I’m in a bit of a similar conundrum myself, though I primarily use BP and not C++.
First things first, it’s becoming obvious to me that some form of abstraction is necessary when it comes to activating things. I haven’t seen any general functionality that will shut off tick, collision, and rendering all in one go, so that might be something you have to implement yourself.
There is an activation API in UActorComponent as shown here.
https://docs.unrealengine.com/en-US/…ion/index.html
“Should be overriden by native child classes”, it says. But it’s not exposed at all to BP and I don’t know why lol.

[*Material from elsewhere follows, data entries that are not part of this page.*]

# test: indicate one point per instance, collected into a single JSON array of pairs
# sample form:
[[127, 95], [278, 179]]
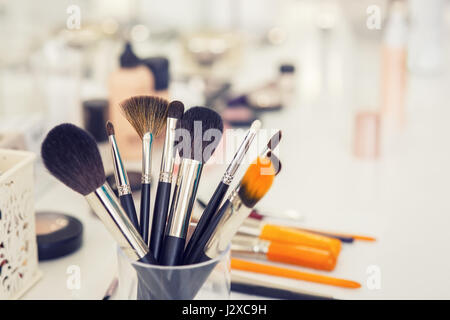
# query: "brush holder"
[[18, 250], [205, 281]]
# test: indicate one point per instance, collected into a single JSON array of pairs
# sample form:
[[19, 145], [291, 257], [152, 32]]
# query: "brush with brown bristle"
[[147, 115], [121, 176], [254, 185]]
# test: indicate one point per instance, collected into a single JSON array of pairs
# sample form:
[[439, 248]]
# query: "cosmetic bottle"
[[393, 73], [132, 78]]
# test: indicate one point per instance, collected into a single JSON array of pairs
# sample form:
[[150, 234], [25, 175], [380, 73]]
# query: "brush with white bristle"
[[221, 189], [121, 176], [201, 130]]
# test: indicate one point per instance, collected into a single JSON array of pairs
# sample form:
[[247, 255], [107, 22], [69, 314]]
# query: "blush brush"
[[161, 207], [121, 176], [200, 132], [147, 115], [222, 188], [72, 156]]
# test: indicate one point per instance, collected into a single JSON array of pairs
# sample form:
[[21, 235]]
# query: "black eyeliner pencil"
[[219, 193]]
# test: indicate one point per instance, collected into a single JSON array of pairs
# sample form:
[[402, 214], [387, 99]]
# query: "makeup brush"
[[176, 110], [268, 289], [273, 143], [147, 115], [244, 265], [120, 174], [222, 188], [72, 156], [304, 256], [201, 130], [254, 185]]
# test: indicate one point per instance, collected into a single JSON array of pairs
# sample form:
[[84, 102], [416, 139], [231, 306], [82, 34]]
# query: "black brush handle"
[[275, 293], [197, 253], [172, 252], [205, 219], [144, 221], [127, 203], [160, 217]]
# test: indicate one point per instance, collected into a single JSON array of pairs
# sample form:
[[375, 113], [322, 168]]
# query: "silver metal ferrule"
[[147, 141], [228, 226], [168, 155], [120, 173], [107, 207], [240, 153], [250, 246], [184, 197]]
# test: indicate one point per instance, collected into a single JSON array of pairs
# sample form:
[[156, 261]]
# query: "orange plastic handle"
[[298, 237], [244, 265], [301, 256]]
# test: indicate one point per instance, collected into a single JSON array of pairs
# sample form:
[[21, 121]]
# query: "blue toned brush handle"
[[205, 219], [144, 221], [160, 217], [172, 251], [127, 203]]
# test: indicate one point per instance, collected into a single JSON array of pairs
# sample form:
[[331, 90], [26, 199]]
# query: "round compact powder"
[[57, 234]]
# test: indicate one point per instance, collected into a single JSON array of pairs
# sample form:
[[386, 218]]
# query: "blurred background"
[[360, 89]]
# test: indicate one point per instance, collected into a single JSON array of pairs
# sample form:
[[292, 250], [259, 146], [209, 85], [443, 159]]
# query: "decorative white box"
[[18, 249]]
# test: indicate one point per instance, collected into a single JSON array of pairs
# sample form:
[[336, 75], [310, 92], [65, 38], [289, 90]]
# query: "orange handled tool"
[[297, 237], [302, 256], [244, 265]]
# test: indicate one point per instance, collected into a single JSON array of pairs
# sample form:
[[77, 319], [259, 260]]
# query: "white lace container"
[[18, 249]]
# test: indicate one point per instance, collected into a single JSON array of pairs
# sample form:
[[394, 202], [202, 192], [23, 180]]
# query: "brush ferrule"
[[120, 173], [228, 226], [239, 155], [183, 197], [250, 246], [147, 141], [168, 156], [107, 207]]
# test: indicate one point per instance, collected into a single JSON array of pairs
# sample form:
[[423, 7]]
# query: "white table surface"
[[402, 198]]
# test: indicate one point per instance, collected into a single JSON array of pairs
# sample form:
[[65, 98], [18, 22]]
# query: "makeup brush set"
[[158, 236]]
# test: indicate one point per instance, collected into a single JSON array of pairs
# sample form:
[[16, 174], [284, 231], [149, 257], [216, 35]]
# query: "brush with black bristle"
[[147, 115], [72, 156], [256, 182], [161, 207], [221, 189], [200, 132], [272, 144], [121, 176]]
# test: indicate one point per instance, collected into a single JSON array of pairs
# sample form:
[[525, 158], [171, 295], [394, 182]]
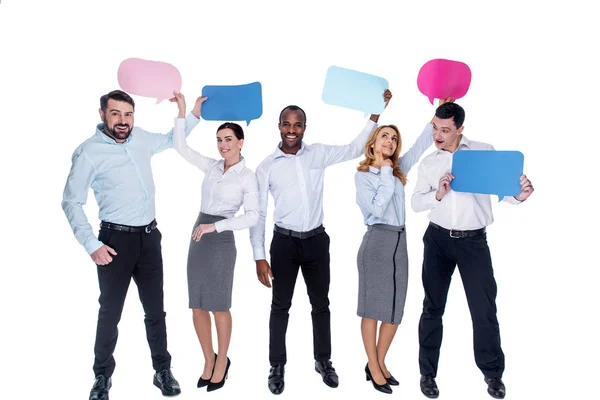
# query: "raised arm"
[[159, 142], [423, 197], [180, 143], [374, 197], [410, 158], [337, 154], [75, 196]]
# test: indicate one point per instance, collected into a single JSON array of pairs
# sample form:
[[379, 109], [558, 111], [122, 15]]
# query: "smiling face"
[[228, 144], [386, 142], [445, 134], [291, 128], [118, 119]]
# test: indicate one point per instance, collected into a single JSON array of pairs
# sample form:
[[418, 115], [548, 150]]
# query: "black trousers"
[[288, 255], [138, 256], [441, 255]]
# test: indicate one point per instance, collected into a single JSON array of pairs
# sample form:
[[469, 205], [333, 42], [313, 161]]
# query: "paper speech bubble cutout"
[[441, 78], [354, 90], [153, 79], [232, 103], [487, 172]]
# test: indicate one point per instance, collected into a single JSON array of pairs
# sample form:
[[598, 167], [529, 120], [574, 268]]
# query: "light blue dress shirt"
[[120, 175], [296, 183], [380, 195]]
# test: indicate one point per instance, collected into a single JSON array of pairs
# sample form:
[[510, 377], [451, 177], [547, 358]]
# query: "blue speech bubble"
[[487, 172], [232, 103], [354, 90]]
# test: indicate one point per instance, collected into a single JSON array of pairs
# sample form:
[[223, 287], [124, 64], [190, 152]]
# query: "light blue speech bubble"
[[487, 172], [232, 103], [354, 90]]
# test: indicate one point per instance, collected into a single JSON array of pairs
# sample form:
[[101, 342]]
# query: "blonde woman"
[[382, 257]]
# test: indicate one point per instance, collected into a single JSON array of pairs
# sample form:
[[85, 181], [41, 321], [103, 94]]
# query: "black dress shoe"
[[276, 383], [385, 388], [327, 372], [166, 382], [496, 387], [392, 381], [218, 385], [429, 387], [204, 382], [100, 388]]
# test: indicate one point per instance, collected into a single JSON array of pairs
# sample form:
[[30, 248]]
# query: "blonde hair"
[[369, 160]]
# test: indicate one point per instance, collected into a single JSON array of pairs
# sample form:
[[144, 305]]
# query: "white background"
[[534, 89]]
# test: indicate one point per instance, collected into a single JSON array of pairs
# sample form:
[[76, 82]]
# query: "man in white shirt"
[[456, 236], [294, 176]]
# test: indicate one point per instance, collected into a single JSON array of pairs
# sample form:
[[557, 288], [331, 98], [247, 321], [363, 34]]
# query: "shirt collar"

For my own project, I ended up implementing a generic activation component to handle this. I have various level scripts that need to be activated in a universal manner and I hate dealing with having to cast to specific classes, etc. BP Interfaces seem to have their own limitations and don’t solve the headaches I’ve had to deal with when communicating between actors and/or components. For my project, I don’t always need to mess with tick/collision/rendering, so I need that level of abstraction to activation. (i.e. Some of my actors have their tick functionality split up into different components for performance reasons, some don’t need to disable rendering/collision when they’re inactive, etc.) A similar approach could help you deal with this quickly, however, and at a much simpler scale than my use case.
So to answer your question: As far as I know, there is no simple answer. However, if you implement something smart that works for you, you can make the process simple for yourself.